The benchmarking tool was launched in the autumn and this is the first report, which collated the results 150 charities.
It revealed that 63 per cent of charities do not have a codified digital strategy. 75 per cent of charities also have a shortage of digitally trained staff, which is holding them back from using digital in an effective way.
Martin Francis Campbell, chief information officer of World Vision and chair of the Digital Collective who gathered the data, said that if charities do not improve their digital strategy they will lose out on opportunities and become irrelevant.
“Digital is essential for charities to be relevant and to fulfil their purpose in the digital age,” he said.
“Those organisations which don’t embrace digital, and soon, will quickly go the way of Woolworths and Borders. Nostalgic organisations which remind us of the way things used to be.”
The report also highlighted a lack of collaboration, with 75 per cent revealing that they lack the time and resources to look at what other charities were doing.
The findings come from analysing the responses to the Charity Digital Code Quick Assessment Tool, a benchmarking tool charities can use to test their own digital capabilities, and share their data anonymously with the rest of the sector.
It was launched on 15 November 2018 to coincide with the launch of the Charity Digital Code and so far some 150 charities have used the tool.
The tool helps charities benchmark their progress against The Charity Digital Code of Practice, which outlines seven principles of digital leadership, including leadership and adaptability to help charities make better use of technology.
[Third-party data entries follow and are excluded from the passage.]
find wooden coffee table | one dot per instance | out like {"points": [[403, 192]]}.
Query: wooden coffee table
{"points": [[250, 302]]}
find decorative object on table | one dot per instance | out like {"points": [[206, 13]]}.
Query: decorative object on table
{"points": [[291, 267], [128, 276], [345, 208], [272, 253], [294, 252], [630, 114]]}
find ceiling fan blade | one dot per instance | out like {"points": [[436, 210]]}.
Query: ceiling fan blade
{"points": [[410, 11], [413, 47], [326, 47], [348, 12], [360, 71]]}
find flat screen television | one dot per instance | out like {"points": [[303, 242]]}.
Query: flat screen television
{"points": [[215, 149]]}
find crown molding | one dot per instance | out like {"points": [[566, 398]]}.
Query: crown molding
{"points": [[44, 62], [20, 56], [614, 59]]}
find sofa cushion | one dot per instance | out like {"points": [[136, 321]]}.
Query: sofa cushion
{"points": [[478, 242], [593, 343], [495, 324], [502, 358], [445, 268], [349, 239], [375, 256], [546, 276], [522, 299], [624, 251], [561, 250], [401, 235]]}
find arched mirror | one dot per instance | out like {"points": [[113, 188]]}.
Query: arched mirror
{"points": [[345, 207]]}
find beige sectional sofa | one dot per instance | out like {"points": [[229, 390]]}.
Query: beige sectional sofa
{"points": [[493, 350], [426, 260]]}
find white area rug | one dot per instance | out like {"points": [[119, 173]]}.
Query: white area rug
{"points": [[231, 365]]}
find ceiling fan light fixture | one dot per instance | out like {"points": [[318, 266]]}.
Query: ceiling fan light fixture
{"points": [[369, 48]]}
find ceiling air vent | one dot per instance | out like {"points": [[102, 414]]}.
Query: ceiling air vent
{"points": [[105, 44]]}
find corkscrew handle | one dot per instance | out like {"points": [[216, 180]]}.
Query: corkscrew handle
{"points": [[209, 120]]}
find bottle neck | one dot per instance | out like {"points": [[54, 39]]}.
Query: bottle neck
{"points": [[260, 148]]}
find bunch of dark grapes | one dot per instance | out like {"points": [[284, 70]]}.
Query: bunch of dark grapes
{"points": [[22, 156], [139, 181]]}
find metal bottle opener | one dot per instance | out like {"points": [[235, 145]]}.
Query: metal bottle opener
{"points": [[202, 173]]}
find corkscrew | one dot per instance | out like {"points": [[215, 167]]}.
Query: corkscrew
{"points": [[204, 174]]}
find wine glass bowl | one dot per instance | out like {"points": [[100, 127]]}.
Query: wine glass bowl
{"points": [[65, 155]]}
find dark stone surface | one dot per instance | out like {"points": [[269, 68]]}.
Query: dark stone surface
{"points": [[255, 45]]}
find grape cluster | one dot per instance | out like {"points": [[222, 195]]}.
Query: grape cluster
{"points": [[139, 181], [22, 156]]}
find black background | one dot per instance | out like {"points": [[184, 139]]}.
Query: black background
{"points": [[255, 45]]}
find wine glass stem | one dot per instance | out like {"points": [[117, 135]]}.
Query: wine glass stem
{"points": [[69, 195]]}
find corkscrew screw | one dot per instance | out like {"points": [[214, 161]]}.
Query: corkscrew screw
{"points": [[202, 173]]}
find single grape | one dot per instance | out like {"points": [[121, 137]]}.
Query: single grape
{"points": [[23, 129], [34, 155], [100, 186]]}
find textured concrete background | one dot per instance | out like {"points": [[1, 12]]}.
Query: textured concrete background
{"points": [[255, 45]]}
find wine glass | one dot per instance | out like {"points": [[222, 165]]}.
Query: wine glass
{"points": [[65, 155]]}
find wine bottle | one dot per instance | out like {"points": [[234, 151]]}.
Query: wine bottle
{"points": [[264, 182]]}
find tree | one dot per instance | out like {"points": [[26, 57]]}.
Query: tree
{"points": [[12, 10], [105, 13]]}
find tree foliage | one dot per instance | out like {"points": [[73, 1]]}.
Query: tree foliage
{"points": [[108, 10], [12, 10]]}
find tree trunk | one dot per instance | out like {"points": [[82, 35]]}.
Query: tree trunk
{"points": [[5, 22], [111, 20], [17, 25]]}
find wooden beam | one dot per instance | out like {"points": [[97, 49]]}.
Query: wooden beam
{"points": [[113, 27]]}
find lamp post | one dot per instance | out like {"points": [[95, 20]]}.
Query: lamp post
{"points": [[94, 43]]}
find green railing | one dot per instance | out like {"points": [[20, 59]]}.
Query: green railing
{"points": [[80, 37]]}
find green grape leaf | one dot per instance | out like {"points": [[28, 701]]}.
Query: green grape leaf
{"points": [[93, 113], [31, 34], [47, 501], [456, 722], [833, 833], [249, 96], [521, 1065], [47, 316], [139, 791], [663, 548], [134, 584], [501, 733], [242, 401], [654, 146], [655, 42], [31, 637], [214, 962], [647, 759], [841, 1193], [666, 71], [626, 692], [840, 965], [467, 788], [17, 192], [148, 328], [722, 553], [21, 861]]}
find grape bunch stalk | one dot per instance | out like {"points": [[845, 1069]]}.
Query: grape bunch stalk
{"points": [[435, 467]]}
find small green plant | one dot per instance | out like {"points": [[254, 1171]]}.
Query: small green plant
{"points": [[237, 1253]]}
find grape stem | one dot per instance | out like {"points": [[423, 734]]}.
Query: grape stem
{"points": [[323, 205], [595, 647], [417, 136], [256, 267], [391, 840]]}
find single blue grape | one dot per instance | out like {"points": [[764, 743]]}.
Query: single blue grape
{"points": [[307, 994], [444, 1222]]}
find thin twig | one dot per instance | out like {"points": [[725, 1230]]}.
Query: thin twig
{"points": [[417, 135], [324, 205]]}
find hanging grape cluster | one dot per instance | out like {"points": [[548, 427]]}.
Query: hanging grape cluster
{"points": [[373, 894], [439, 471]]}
It was developed by Martin Campbell, chief information officer at World Vision, and surveyed respondents on their digital capabilities relating to themes including strategic approach, governance, skills, and insight and evaluation, inclusion and collaboration. It then rates the charities digital proficiencies out of 30.
Lack of diversity
Another issue raised by the report was diversity. Despite the Code of Practice advising that there is a link between strong diversity and increased digital capability, 7 per cent of charities reported that they had an intent to build diverse teams and were achieving this.
The report said: “Diversity within charities proves the most challenging area covered by the questionnaire.”
However 77 per cent of charities said they have guidance on digital strategy from their board and 20 per cent said senior leaders and trustees set a clear vision for digital.
Campbell also noted that the findings were not surprising, as the code was “aspirational”, and “a target to aim towards, not a baseline from which to work”.
Zoe Amar, who chairs the Charity Digital Code, said: “It’s helpful to have these early insights into where the charity sector is at in relation to The Charity Digital Code of Practice. The results show that there is some way to go with digital in the sector, which is a concern. The best practice set out in the Code is designed to be ambitious in order to raise standards and we encourage charities to work towards it, as this will help them increase impact, improve sustainability and develop skills.”
Jonathan May, chief executive of Hubbub Fundraising, which sponsored the research, said: “It's vital that charities use this benchmark as the measure of the size and urgency of the task ahead. The benchmark suggests that the sector as a whole is at risk of falling behind, and now is the time to act.”